Normalerweise gehöre ich nicht zu den Menschen, die zum morgendlichen Wachwerden das Gedudel eines Radiosenders brauchen. Der schrille Piepton meines Weckers, der mich gegen 6.30 Uhr aus dem Schlaf holt, reicht mir vollkommen. Nun, am Montag, machte ich eine Ausnahme, schaltete sofort nach dem Aufstehen das Radio ein, wählte den Sender 98,8 Kiss FM.

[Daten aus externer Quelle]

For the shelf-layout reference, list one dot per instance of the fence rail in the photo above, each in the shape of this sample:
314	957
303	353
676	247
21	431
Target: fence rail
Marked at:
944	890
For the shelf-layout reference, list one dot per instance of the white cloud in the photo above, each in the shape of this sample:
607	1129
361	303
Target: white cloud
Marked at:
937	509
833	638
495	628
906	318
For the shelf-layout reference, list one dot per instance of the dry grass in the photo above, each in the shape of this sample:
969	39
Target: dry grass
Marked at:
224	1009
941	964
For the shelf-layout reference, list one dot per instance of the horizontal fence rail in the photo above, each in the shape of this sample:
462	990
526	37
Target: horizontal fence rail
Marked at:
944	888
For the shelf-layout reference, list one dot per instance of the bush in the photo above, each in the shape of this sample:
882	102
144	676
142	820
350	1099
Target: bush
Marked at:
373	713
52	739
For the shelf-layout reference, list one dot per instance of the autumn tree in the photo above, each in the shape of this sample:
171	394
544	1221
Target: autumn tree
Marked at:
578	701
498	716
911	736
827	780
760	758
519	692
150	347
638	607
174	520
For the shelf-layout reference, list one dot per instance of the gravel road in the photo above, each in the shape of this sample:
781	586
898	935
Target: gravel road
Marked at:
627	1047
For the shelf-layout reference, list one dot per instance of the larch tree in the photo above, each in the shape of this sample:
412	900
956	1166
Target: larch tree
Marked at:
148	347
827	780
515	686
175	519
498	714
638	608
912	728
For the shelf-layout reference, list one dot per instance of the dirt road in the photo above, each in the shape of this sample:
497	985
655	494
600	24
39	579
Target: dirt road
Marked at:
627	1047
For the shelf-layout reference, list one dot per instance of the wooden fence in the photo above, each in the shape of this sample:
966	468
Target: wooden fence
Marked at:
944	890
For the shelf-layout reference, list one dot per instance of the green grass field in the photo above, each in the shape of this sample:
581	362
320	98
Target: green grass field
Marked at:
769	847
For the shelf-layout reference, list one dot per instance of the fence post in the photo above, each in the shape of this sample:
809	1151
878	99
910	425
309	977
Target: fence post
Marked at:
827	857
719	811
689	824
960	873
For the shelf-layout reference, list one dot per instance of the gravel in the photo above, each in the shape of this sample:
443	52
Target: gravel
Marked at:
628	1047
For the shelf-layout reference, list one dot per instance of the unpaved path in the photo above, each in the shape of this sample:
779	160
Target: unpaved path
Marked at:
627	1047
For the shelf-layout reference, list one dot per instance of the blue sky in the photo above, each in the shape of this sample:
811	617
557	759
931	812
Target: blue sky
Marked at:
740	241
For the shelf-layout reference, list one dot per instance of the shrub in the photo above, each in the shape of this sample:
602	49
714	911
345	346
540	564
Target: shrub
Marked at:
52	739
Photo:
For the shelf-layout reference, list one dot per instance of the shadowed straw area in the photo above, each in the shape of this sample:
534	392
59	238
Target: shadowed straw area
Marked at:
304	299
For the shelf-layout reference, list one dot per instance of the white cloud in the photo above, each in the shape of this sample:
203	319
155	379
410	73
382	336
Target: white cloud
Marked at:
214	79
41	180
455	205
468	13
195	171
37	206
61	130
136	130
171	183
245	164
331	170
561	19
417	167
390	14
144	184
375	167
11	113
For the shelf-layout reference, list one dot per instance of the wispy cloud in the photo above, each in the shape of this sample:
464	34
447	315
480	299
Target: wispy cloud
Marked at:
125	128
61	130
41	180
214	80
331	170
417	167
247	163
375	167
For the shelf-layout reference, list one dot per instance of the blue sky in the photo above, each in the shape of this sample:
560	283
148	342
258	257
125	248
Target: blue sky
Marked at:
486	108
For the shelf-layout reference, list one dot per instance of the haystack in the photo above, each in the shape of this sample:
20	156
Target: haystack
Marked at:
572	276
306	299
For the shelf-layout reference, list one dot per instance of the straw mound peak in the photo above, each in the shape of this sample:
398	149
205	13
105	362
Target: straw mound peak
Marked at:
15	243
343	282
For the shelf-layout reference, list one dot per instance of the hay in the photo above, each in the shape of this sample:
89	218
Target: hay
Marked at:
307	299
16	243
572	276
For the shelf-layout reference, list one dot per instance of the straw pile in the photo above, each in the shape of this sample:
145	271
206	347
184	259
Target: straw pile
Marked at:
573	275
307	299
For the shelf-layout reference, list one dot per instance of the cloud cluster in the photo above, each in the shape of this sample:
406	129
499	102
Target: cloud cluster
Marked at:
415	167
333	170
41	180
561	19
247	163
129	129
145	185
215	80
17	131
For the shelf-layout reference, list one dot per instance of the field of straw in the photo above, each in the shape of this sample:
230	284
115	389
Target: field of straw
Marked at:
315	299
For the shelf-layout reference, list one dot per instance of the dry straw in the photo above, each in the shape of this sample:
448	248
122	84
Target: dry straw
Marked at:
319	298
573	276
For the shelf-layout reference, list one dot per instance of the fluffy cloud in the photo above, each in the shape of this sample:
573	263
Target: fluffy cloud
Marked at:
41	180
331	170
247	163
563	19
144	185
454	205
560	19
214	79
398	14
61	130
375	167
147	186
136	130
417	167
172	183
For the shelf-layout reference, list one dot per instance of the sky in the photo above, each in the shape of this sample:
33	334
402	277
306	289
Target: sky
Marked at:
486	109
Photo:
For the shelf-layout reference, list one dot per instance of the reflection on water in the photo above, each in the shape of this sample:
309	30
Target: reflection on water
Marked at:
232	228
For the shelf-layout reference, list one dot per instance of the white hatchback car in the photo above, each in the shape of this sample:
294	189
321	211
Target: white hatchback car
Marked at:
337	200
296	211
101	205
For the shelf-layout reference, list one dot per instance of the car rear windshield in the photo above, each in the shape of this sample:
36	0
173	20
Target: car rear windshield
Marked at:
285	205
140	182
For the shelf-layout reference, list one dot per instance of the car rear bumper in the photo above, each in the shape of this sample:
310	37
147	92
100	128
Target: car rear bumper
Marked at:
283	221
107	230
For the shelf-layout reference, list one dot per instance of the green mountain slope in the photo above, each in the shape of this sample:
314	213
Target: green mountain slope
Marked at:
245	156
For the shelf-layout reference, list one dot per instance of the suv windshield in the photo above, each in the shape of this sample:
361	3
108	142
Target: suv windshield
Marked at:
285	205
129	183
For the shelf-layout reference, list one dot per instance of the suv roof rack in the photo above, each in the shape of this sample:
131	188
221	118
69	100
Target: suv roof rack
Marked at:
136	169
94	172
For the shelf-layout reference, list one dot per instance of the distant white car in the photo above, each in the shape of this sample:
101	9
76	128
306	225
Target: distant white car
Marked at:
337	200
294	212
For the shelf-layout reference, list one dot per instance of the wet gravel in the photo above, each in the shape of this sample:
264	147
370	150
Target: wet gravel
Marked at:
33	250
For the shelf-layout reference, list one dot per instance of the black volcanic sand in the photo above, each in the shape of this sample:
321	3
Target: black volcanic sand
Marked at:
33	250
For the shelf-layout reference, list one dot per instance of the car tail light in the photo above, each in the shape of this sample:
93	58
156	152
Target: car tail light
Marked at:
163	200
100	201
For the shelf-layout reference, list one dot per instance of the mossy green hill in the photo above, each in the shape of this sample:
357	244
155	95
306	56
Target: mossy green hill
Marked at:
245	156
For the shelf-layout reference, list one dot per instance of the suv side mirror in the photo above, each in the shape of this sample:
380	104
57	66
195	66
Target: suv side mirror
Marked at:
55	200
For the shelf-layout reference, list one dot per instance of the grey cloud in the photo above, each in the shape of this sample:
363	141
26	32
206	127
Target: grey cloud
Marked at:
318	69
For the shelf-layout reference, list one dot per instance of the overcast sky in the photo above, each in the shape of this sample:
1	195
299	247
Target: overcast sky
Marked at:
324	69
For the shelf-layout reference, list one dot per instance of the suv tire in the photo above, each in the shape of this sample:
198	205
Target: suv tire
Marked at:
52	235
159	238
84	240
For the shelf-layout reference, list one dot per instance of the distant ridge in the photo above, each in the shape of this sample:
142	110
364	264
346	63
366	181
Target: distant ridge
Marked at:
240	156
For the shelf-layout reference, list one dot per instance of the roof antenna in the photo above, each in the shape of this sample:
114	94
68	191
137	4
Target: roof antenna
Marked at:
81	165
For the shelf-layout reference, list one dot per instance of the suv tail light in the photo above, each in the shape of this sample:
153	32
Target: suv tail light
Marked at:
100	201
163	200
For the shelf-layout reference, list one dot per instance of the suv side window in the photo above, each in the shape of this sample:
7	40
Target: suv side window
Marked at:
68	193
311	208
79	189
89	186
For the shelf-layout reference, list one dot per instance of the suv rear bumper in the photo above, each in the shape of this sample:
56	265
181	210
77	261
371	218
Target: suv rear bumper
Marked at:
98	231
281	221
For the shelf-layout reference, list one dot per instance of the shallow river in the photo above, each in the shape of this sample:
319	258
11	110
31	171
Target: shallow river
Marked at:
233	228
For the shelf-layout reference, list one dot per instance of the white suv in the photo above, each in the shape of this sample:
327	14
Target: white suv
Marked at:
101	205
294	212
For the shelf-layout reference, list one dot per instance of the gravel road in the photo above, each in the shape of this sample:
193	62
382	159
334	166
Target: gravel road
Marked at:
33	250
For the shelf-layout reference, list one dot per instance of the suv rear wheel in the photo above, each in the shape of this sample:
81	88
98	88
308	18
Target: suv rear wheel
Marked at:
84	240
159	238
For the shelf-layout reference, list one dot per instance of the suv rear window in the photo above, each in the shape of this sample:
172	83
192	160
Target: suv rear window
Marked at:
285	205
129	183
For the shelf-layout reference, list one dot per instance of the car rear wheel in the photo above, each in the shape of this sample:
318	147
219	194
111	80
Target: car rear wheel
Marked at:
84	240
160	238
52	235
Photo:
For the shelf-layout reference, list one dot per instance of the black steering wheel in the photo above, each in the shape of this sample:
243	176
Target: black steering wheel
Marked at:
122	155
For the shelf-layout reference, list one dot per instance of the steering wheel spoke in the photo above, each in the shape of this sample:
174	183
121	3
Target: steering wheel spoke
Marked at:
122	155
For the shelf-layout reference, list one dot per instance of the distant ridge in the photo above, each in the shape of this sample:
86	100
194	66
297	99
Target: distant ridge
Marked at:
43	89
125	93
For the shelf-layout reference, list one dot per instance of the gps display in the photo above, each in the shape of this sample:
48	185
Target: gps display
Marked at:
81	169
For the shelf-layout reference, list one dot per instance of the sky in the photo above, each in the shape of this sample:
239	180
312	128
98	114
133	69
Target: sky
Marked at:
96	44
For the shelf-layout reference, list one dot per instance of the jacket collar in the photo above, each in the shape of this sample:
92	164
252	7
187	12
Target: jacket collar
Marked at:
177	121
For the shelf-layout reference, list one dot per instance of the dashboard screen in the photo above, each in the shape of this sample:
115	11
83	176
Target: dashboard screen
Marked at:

Es galt, den Berliner Rapper Bushido nicht zu verpassen, der sein Debüt als Moderator der Morgenshow des Senders feierte. Um den Rest der Familie damit nicht zu belästigen, setzte ich die Kopfhörer auf. Denn schon Tage zuvor hatte der Künstler die Sendung auf Facebook mit den Worten: „Schaltet ein, es wird unfassbar!“ beworben.

Nun wollte ich hören, wie unfassbar es wird, wenn Bushido die Berliner künftig jeden Morgen per Radio wecken will. Eine Leistung ist es für ihn allemal. Schließlich ist der Musiker an sich eher ein Nachtmensch, die Zeit von 6 bis 10 Uhr dürfte nicht seine sein. Tatsächlich, so ließ der Rapper mitteilen, sei es jedoch schon immer sein Wunsch gewesen, eine Frühsendung im Radio zu moderieren. Ach so?!

Bushido macht sich Luft

Nun kann man sich bei Bushido allerdings schwer vorstellen, dass er als Radiomann die Geschehnisse in der Stadt hochseriös für die Hörerschaft zwischen Musik, Nachrichten und Verkehrshinweisen aufbereitet. Keine Angst, das tat er auch nicht. Auch plauderte er mit seinen Mitmoderatoren Nina und Big Moe nicht über seine Trennung vom Abou-Chaker-Clan, der, wie wir seit Jahren lesen dürfen, lange Zeit sein Leben beherrschte. Stattdessen holte sich Bushido Plattenkumpel Capital Bra ins Studio und machte mit ihm auf dicke Hose. Capital Bra bekomme von Plattenboss Bushido einen PS-starken Audi RS6. Die Polizei könne es ja mal versuchen, ihn mit dieser Karre einzuholen.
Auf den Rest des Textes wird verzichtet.